Plus largement, FO-PM et la FA-FPT soulignent que "le régime indemnitaire reste à la discrétion des maires et que cela risque de creuser encore plus les inégalités entre polices municipales". Ce qui ne résoudra pas le problème de la "concurrence entre les collectivités", ajoute la fédération interco CFDT. "Hormis inciter les collectivités à revoir le régime indemnitaire à la hausse, l’État ne contribue en rien à l’amélioration de la rémunération des collègues", conclut FO-PM, pour qui la solution doit nécessairement passer par le "dégel du point d’indice".

Lien rétabli

De l’avis de Serge Haure, la réunion a donc laissé "l’ensemble des organisations syndicales sur leur faim". Fabien Golfier déplore notamment que plusieurs sujets de préoccupation de la filière n’aient pas été inscrits à l’ordre du jour, même s’ils ont pu être évoqués par les différentes organisations syndicales. Parmi eux, la réduction de la catégorie C à deux grades, les appellations de la catégorie B "qui empêchent les nominations", les difficultés de promotion interne ou encore le classement de l’ensemble des policiers municipaux et des gardes champêtres en catégorie B superactive, avec la prise en compte de l’indemnité et des heures supplémentaires dans le calcul de la pension de retraite. Certaines demandes pourraient prospérer. 

Dans tous les cas, le lien avec le gouvernement – à tout le moins avec Dominique Faure – semble rétabli. Pour preuve, une réunion sur le sujet délicat des pensions de retraites serait même d’ores et déjà prévue le 15 septembre prochain. Les syndicats entendent également ne pas relâcher la pression auprès de Stanislas Guérini, le ministre de la Transformation et de la Fonction publiques.

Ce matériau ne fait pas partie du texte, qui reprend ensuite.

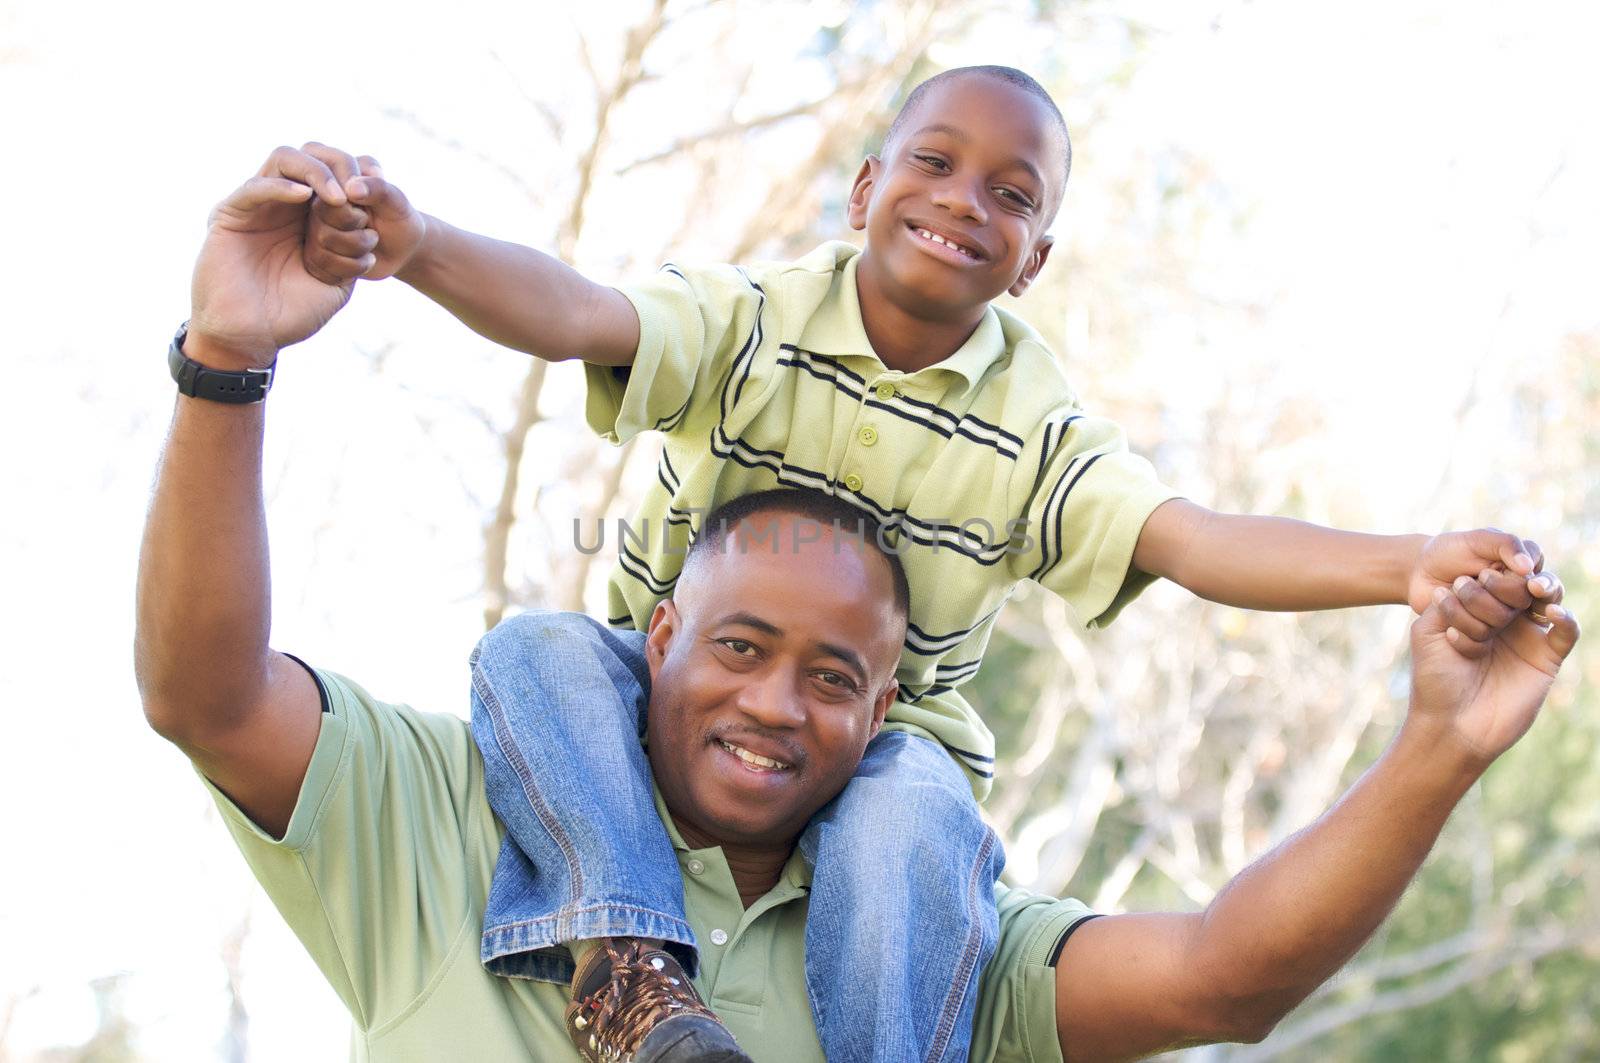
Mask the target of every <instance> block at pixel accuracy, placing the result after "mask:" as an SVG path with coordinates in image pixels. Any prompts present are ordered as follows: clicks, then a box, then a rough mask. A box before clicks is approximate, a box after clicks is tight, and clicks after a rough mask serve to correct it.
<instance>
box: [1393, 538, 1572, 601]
mask: <svg viewBox="0 0 1600 1063" xmlns="http://www.w3.org/2000/svg"><path fill="white" fill-rule="evenodd" d="M1490 567H1499V568H1501V570H1502V572H1509V573H1514V575H1518V576H1525V578H1526V576H1531V575H1534V573H1536V572H1539V570H1541V568H1542V567H1544V554H1541V552H1539V546H1538V544H1536V543H1528V541H1525V540H1522V538H1518V536H1515V535H1510V533H1509V532H1499V530H1498V528H1477V530H1474V532H1445V533H1443V535H1435V536H1434V538H1430V540H1427V541H1426V543H1424V544H1422V549H1421V551H1419V552H1418V557H1416V565H1414V567H1413V570H1411V576H1410V578H1408V581H1406V602H1408V604H1410V605H1411V612H1413V613H1418V615H1421V613H1424V612H1427V607H1429V605H1430V604H1432V602H1434V592H1435V591H1437V589H1438V588H1451V586H1454V583H1456V580H1459V578H1461V576H1467V578H1469V580H1470V578H1475V576H1477V575H1478V573H1480V572H1483V570H1485V568H1490ZM1544 597H1547V596H1544ZM1554 600H1560V599H1558V597H1557V599H1554Z"/></svg>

D’autant que ce dernier indiquait la semaine dernière à la délégation aux collectivités territoriales du Sénat (v. notre article du 26 mai) que les policiers municipaux, comme les secrétaires de mairie, étaient "des démonstrateurs" de ce qu’il entend mettre en place dans le cadre des prochaines discussions sur l’accès, les parcours et rémunérations des agents publics.